Spring, Truth and Allegory
My weekends haven't gone well lately; even ones with promise have taken unexpected dives. This weekend bucked that trend and is hopefully a start of something new.
I had planned to go on a road trip by myself. Before the morning of departure all I had in mind was to go to Rotorua for a hot spring and then onto Taupo to stay over at a friend's. Going down, I sighted a familiar mountain, one that I had wanted to climb but had been prevented by weather. It seduced me (I just love mountains looming over highways). So the hot springs had to take a backseat as made a sharp turn and zoomed off to the cute town of Te Aroha, and its distinctive toponymically named mountain.
I rocketed up with my usual gusto, but two-thirds of the way up I was hit by either my lack of fitness or the difficulty of the ascent. I struggled a little and eventually summitted (a quick time of 1 hour 40 minutes). The view was outstanding. Standing on the Kaimai-Mamaku ranges means you can see the whole Bay of Plenty, the East Coast and the Hauraki Plains (and if weather had been better, the central plateau mountains). I saw the most ragged possum ever, which stared at me then ran. I felt compelled to complete the loop that the summit track was but a section. I couldn't find the sign for it; perhaps it was down a metal road. I descended the road for about 10 minutes but there was still no sign. This is a fairly common walkers experience: Do I continue with the route or cut my loses to avoid complete disaster? I chose the latter, but coming out of it, retracing my steps back to the summit was horrible but then it was a simple route to the base and freedom. I saw the same ragged possum, which stared at me and ran. So back down the summit track I went. Later I heard that if I had persisted down the metal road I'd have gotten to the trackhead soon.
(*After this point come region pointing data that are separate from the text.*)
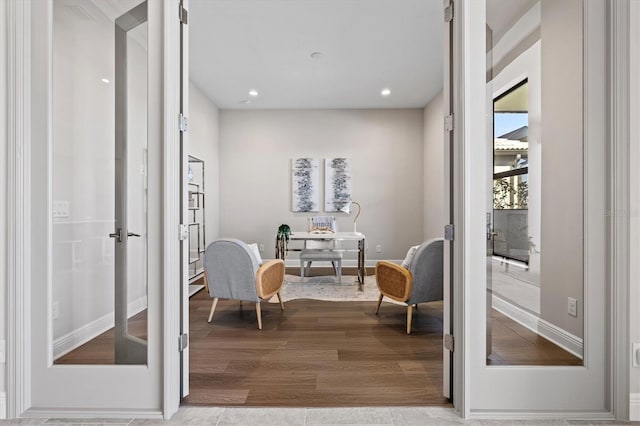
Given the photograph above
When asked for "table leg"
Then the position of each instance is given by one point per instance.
(361, 270)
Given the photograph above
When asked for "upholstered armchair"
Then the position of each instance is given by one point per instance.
(233, 271)
(418, 281)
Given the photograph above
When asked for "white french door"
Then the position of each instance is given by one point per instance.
(102, 205)
(184, 210)
(528, 390)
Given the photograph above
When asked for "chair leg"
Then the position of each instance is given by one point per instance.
(259, 315)
(213, 308)
(409, 316)
(280, 300)
(206, 283)
(379, 303)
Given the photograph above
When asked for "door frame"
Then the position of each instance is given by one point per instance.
(19, 226)
(468, 51)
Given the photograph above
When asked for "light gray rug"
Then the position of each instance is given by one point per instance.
(326, 288)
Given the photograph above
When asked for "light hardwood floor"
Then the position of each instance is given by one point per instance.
(323, 354)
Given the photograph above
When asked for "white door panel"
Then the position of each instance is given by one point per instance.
(91, 387)
(533, 390)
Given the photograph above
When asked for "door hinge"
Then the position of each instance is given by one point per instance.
(448, 123)
(449, 232)
(448, 13)
(183, 342)
(183, 123)
(449, 342)
(183, 15)
(183, 232)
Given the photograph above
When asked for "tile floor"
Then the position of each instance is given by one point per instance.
(309, 416)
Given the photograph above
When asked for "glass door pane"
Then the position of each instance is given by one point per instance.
(99, 116)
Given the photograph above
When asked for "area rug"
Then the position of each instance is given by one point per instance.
(326, 288)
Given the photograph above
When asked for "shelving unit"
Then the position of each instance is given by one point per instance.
(197, 240)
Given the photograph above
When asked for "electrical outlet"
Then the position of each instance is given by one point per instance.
(572, 307)
(55, 310)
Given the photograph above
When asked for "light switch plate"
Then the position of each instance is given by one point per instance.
(572, 307)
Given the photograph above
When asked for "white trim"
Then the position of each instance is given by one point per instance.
(551, 332)
(76, 338)
(634, 407)
(91, 414)
(172, 278)
(3, 405)
(619, 214)
(18, 202)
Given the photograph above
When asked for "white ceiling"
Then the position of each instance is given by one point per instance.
(503, 14)
(367, 45)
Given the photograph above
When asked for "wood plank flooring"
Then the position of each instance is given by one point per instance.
(315, 354)
(513, 344)
(323, 354)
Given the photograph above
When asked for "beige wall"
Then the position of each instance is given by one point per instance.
(434, 168)
(634, 201)
(562, 171)
(204, 144)
(385, 146)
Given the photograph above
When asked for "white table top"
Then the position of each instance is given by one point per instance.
(328, 236)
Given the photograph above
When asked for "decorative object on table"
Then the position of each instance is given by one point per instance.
(282, 238)
(322, 225)
(232, 271)
(337, 189)
(420, 282)
(355, 219)
(305, 185)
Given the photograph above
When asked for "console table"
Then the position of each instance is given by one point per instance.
(336, 236)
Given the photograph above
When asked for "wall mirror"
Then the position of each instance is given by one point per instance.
(535, 183)
(98, 298)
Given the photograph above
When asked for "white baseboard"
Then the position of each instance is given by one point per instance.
(80, 336)
(3, 405)
(553, 333)
(634, 406)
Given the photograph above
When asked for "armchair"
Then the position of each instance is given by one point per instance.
(232, 271)
(420, 282)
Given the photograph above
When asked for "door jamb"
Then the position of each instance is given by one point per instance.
(18, 19)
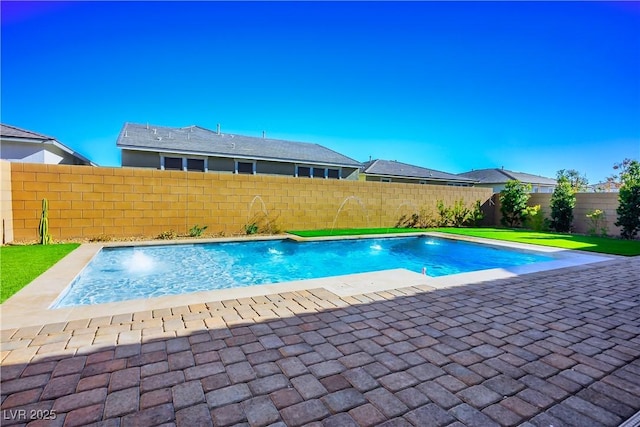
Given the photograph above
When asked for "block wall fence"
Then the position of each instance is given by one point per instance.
(585, 203)
(88, 202)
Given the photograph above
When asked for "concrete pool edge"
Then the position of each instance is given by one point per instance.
(30, 306)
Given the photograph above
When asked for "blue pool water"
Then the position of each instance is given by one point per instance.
(117, 274)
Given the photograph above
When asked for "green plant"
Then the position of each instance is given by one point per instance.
(43, 227)
(421, 219)
(563, 200)
(101, 238)
(477, 214)
(535, 219)
(21, 264)
(597, 223)
(513, 203)
(629, 201)
(445, 215)
(167, 235)
(196, 230)
(251, 228)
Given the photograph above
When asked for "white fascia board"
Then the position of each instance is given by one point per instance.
(234, 156)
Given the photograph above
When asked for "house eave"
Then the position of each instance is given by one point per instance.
(429, 178)
(236, 156)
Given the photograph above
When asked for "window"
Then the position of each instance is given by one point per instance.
(318, 172)
(304, 171)
(173, 163)
(333, 173)
(195, 165)
(245, 167)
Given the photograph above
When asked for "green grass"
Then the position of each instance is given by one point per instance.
(353, 231)
(603, 245)
(19, 265)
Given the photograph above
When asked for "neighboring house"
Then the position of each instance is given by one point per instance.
(393, 171)
(194, 148)
(25, 146)
(497, 179)
(605, 187)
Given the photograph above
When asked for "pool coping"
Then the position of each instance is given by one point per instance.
(30, 306)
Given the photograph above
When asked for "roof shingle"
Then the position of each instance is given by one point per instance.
(403, 170)
(198, 140)
(501, 176)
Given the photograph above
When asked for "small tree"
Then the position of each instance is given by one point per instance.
(578, 182)
(563, 200)
(513, 203)
(629, 201)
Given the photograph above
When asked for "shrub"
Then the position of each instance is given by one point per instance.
(513, 203)
(101, 238)
(476, 214)
(445, 215)
(262, 223)
(629, 201)
(251, 228)
(422, 219)
(167, 235)
(196, 230)
(597, 223)
(535, 219)
(563, 200)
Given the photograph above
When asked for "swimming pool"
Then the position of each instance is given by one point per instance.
(124, 273)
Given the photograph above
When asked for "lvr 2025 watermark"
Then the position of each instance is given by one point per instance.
(28, 414)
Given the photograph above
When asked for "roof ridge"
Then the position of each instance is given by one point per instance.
(40, 135)
(506, 172)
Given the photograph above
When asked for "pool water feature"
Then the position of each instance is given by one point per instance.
(124, 273)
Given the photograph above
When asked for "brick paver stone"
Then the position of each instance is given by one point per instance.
(187, 394)
(343, 400)
(308, 386)
(260, 411)
(224, 396)
(191, 416)
(122, 402)
(304, 412)
(429, 415)
(386, 402)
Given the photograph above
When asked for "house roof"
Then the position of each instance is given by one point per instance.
(392, 168)
(501, 176)
(200, 141)
(17, 134)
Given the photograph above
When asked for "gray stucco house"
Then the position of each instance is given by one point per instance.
(393, 171)
(497, 179)
(194, 148)
(25, 146)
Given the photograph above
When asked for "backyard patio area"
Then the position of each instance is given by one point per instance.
(558, 347)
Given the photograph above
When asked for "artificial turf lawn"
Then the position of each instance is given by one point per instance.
(605, 245)
(19, 265)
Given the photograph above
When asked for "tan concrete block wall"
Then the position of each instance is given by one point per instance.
(86, 202)
(6, 202)
(585, 203)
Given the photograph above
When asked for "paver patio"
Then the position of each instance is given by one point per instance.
(557, 348)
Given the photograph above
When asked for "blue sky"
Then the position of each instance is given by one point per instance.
(531, 86)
I thought on the way down that all of the above could be an allegory for life. But the themes will always enmesh our lives to be learnt from if we desire. Or not, perhaps to our detriment.
Now boy-racers enjoy their needs for speed and danger by hurtling themselves in metal missiles down suburban streets. The tramper version of this is superior. Running down mountain tracks is the most exhilarating experience you can have tramping. Your eyes are fixed on the path searching for the safe places for your feet. You swing on branches. You jump over obstacles and duck low hanging branches. Of course there is always a risk you'll miscalculate and it could be your end or at least a chance of serious injury - but at least it isn't like the thick-skulled boy-racers who often imperil the lives of others.
I emerged at the bottom and the dashed over to my car. Unfortunately the adrenalin was still in my veins and on the way to Taupo was usually over the speed limit. Bad Daniel. Arriving, I discussed my topic of the year: Relationships and love. Later we played board games - it has been quite some time since I had.
The next day I did some things for the first time: abseiling and rockclimbing. The former I'm yet to really accept and the latter I'm getting the hang of - mainly that my mind has trouble accepting that it has to give confidence in the physical attributes of things out of faith: The foothold will hold. My leg can go to the groove. The shoes won't slip.
One thing I had faith in that didn't live up to expectation was the crotch of my pants, which must have given up during some of the climbs I did. I only climbed up the steep face three times but I am satisfied. I might try the rocknasium sometime.
Heading back, I trusted the directions given to me by one of my rock-climbing companions. "Take the left at the next T-junction, then right at the next one. Then there will be a sharp left and then a sharp right and then you'll be in Kihikihi" To a townie like me, that sounds like a piece of cake. Like where to walk to find a shop. But of the four directions given, getting to the first junction took an hour, the second another 40 minutes, the third 30 minutes and then the fourth 1 minute. It is strange how the briefness of the directions didn't represent the distance I'd be covering. But I trusted them and I was delivered to Kihikihi, a perfect example of how a suburban town should look.
I returned home to Auckland. The joy of my new location means I can shoot up the motorway and then from off-ramp to carpark takes only a minute. This is going to suck of course when I need to get back in rush-hour, but that is for another day.
"It's warmer now." I hope this weekend is a nice marker for the beginning of Spring, even if I do generally wait for the Equinox to celestially indicate its arrival. May this winter be buried post-haste.